Berlin Diary: Nagesh Kukunoor's 'Dhanak' wins big at Berlin Film Festival
Nagesh Kukunoor’s Dhanak (Rainbow) has won the Grand Prix for Best Feature, given by the International Jury in the Generation KPlus section for children, as well as a Special Mention of the Children’s Jury in the same section, at the Berlin Film Festival. “I am absolutely thrilled! We made it,” said Nagesh Kukunoor. Directed and written by Kukunoor, Dhanak is a fable-like story of a young girl in Rajasthan, who is determined to have vision restored to her blind brother before his ninth birthday.
“This dynamically-directed film delivers joy and heartbreak in equal measure - the young brother and sister at its heart and the unbreakable love between them is irresistible… Filled with colour, magic, music, spontaneity and a plenty of emotion, this film lives up to its name and delivers a celebration of life to savor long after the end credits roll!” read the statement of the International Jury. Dhanak, produced by Manish Mundra, also won prize money of 7,500 euros that comes with the Grand Prix.
“I couldn’t believe it even when we were selected for Berlin. I was running around in my apartment screaming,” said Kukunoor, of the triumph of his 14th film since Hyderabad Blues. He was on the red carpet at the Berlin Film Festival, along with his producer Manish Mundra, co-producer Elahe Hiptoola, sound designer Vipin Bhati and music composer Tapas Relia.
“Actually when I met producer Manish Mundra, I went to pitch a film about a boxer," Kukunoor recalled.
"In passing, I also mentioned a small, sweet film - as a filler - about a brother and sister set in Rajasthan, and he said let’s do this one.” Mundra grew up in Jodhpur and for Kukunoor too, it is the third film in his ‘Rajasthan trilogy’, after Dor and Yeh Honsla. “I am repeatedly drawn to Rajasthan because I’m fascinated by how small and insignificant humans become in vast open spaces,” said the director. “The moment I had this image of a brother and sister against the desert landscape, I rushed to my computer and wrote the script right away. I couldn’t stop.”
Dhanak also conveys a message: “I wanted to say that life is good and there are good people too,” Kukunoor said. “When I was growing up in Hyderabad, you could trust people. You could go over to a stranger’s house and they would be kind to you. With Dhanak, I’m kind of returning to my childhood and a kinder world.”
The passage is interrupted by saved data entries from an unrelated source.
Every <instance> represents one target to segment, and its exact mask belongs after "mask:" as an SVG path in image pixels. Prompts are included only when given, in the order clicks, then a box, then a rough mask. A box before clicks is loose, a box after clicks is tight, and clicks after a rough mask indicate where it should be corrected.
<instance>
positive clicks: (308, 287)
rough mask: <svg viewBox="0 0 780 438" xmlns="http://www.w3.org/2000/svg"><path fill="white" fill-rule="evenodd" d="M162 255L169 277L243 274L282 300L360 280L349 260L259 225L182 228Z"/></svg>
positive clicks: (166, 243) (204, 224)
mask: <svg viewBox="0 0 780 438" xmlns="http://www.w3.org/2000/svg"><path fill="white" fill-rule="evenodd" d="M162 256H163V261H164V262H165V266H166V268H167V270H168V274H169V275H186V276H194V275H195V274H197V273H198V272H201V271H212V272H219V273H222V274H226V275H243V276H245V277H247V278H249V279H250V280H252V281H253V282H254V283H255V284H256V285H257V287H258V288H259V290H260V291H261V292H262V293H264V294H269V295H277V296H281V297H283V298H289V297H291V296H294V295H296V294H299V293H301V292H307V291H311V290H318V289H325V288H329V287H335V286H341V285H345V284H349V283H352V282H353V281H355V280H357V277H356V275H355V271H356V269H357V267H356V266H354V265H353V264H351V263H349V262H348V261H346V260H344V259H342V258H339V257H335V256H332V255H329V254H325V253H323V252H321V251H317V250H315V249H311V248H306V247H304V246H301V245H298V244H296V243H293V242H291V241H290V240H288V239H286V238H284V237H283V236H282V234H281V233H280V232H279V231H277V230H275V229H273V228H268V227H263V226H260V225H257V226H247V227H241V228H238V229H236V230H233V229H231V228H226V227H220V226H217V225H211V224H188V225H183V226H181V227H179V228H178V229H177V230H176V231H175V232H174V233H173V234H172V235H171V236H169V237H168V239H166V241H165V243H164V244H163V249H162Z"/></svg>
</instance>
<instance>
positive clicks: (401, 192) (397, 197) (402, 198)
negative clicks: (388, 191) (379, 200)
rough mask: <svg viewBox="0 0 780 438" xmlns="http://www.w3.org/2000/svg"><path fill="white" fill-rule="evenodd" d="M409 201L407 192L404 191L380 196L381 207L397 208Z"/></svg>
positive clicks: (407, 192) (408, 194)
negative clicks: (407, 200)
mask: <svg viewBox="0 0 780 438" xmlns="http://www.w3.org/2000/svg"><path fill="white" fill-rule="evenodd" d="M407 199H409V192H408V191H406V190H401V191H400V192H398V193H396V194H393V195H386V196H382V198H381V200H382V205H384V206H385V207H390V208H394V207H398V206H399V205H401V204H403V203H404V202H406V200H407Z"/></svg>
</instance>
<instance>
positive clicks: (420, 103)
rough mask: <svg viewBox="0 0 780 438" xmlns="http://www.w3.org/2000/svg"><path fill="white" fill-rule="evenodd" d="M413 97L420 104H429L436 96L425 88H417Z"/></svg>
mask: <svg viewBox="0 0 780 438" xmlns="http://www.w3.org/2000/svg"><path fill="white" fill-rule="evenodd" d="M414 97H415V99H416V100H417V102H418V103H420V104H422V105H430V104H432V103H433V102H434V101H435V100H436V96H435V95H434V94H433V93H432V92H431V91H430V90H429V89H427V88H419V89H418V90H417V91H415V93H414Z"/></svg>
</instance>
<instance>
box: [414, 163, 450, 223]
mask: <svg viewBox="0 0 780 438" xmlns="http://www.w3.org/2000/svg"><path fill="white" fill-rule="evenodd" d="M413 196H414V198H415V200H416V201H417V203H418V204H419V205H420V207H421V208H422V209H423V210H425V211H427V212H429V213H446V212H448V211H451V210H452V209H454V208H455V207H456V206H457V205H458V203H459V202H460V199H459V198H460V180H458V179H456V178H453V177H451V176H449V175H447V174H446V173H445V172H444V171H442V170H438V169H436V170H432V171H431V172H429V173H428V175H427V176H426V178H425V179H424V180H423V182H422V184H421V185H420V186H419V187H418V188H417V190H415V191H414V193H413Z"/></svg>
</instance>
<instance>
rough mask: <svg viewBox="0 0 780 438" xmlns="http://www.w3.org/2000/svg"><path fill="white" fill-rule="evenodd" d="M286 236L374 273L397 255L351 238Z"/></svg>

Kukunoor’s work reveals a lively keenness to experiment with genres and subjects, varying wildly from homegrown romance Hyderabad Blues to thrillers Teen Deewarein and 8x10 Tasveer, inspirational drama Iqbal, to now Dhanak, a children’s film. “I get easily bored as a filmmaker, and want to do something different each time," said Kukoonor. "Despite Dhanak, if I do a second children’s film, I’ll want to shoot myself in the head. If the audience knows what to expect from me - an “NK film” (Nagesh Kukunoor) - I will be gasping in panic. The process of filmmaking is what I live for, and the day the print comes out, my fun ends.”
One of the revelations of Dhanak is how confidently its young blind protagonist moves, unlike the cane-tapping, champion hobblers of Bollywood. Kukunoor says he knew he wanted to make it as a road movie, so he needed to know “how the kid moves." Kukunoor said, "I’m extremely impatient and immediately asked my assistant director Ranjeet Jha to bring me phone camera footage of blind children. He followed some blind kids in the slums of Ghatkopar. The blind kids moved so fast and confidently, not stumbling or even touching walls, I said, ‘Wow, what the hell is this?’ The characters, featuring Krrish Chhabria and Hetal Gada, were worked out accordingly.”
For the success of Dhanak, Kukunoor duly credits co-producer Elahe Hiptoola: “Elahe is always invaluable. I had hired her as an actress two days before we shot Hyderabad Blues, but her skills were so good, she was Assistant Director on Hyderabad Blues, and then we formed SIC Productions, and she has been my Creative Producer since. She totally gets my back, above and beyond the call of duty.”